Hal Kennedy dies
Hal Kennedy, the man known as the Walter Cronkite of Colorado Springs, died Sept. 21 in Scottsdale, Ariz.
He was 82.
Kennedy started as news anchor at KKTV/Channel 11 in 1956 and was a fixture on local televisions for 33 years. When he retired in 1989, Kennedy had served more years at a single station than anyone else in the country.
“I think he had credibility above and beyond what most people achieve,” said Mike Madson, the former KKTV meteorologist. “If Hal said it, it was true.”
Kennedy hired Bill Huddy, now a University of Colorado at Colorado Springs communications professor, twice — first as a reporter and later as an anchor. He remembers the enormous amount of trust Kennedy earned in his years on the anchor desk.
“The viewers here came to depend on Hal,” Huddy said, “not only as a source for information, but as a bedrock of the community.”
Current KKTV anchor Don Ward grew up watching Kennedy.
“I remember turning on the news and his was the face you saw and the voice you heard,” Ward said.
When Ward took the anchor position at KKTV last year, “I remember thinking it would be an honor to have the same job he once held.”
For all the gravitas Kennedy projected on the air, his friends and family say he had a great sense of humor and loved practical jokes when he was off camera.
“I always told him, ‘Hal, you’ve been here since Custer was killed,” said KKTV sports anchor John Owens, who was hired by Kennedy in 1981. “Hal was such a great guy. He joked, he laughed.”
KRDO/Channel 13 news director Dave Rose was one of Kennedy’s competitors, but also a friend, for nearly two decades.
“He just loved the business. He loved television news,” Rose said. “All of the enduring anchor people leave a mark on the industry. I think Hal’s in that category.”
Behind Kennedy’s public persona was a dedicated family man, who shared dinner with his wife, Connie — who died in 1997 — and three children between the 5:30 and 10 p.m. newscasts. He and Connie were married 50 years.
“He had the opportunity to go to much bigger markets, even New York, but chose to stay here because he wanted to raise us kids here,” said his daughter Sherry Thompson. “We were a priority for him.”

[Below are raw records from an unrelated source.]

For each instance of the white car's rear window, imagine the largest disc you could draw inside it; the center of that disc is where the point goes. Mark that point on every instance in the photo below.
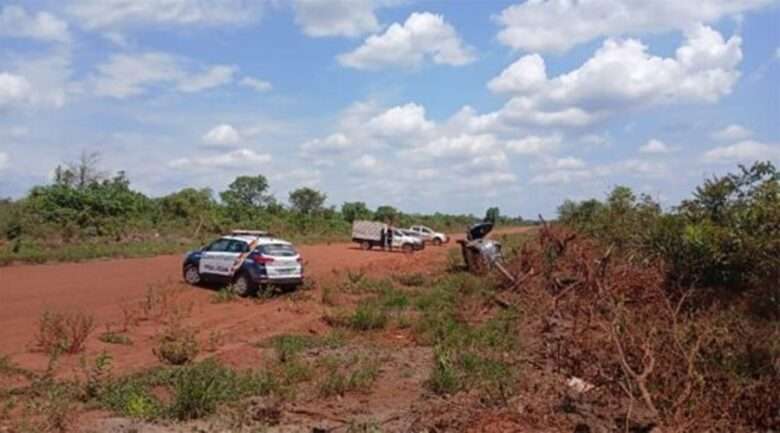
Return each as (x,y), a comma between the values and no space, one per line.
(277,250)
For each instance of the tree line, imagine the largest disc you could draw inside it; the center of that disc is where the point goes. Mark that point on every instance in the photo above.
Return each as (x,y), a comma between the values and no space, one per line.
(84,203)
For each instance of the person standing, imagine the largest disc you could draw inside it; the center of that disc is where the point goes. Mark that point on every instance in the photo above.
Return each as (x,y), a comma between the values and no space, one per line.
(389,238)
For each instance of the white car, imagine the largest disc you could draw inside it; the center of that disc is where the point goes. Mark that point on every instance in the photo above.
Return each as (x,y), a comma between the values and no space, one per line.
(429,235)
(246,260)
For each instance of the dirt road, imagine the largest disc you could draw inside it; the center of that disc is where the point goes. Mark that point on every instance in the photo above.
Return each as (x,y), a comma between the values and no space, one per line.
(104,289)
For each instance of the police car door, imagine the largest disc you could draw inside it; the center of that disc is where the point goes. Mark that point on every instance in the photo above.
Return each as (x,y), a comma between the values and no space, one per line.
(218,258)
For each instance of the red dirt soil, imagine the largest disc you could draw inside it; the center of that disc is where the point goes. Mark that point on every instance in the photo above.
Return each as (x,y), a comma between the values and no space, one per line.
(101,288)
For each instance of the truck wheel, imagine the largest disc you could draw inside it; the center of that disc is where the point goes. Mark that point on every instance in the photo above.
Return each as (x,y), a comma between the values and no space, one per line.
(243,285)
(192,275)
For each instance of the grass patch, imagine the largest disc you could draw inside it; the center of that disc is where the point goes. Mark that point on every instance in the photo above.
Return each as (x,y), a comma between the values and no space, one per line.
(338,380)
(415,279)
(288,347)
(111,337)
(63,332)
(194,391)
(223,296)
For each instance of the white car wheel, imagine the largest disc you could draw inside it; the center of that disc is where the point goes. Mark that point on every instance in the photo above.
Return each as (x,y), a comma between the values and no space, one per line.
(243,286)
(192,275)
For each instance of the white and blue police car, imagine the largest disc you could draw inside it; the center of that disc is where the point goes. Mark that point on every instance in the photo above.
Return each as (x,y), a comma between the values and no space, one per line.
(246,260)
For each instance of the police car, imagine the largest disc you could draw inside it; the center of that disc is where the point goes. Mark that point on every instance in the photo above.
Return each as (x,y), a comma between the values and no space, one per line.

When Thompson’s daughter Caitlin was 2, she saw her grandfather on TV and held up a book for him to read to her.
“She was quite disappointed that he didn’t talk back to her and read her the book,” Thompson said.
“My dad was a humble man,” said Susan Prutting, Kennedy’s daughter. “He never engaged in anything that he wasn’t 100 percent up front proud of, that could stand any test of scrutiny.”
Although Kennedy was born in North Dakota and began his broadcasting career there, he became deeply devoted to Colorado Springs, where he moved after serving in World War II.
“Colorado Springs mattered to him,” said Diane Benninghoff, assistant vice president for advancement at Colorado College who worked with Kennedy for 13 years and was a weather forecaster on KKTV. “He had countless opportunities to go other places and he chose to stay in Colorado Springs.”
And the city seemed to love him back. In a poll the Gazette held in 1999, 10 years after he retired, readers named him the best local broadcaster of the century. He was also honored as the Colorado Broadcasters Association broadcaster of the year and earned the group’s broadcast achievement award. Benninghoff said KKTV was the top-rated local station for 17 years in a row during his tenure there.
Kennedy is survived by his three children, Thompson, Prutting and his son Scott Kennedy, six grandchildren and four great-grandchildren, and his longtime companion Sylvia Kalish.
A memorial service for Kennedy will be held 1 p.m. Oct. 10 at Pulpit Rock Church’s West Campus, 301 Austin Bluffs Parkway.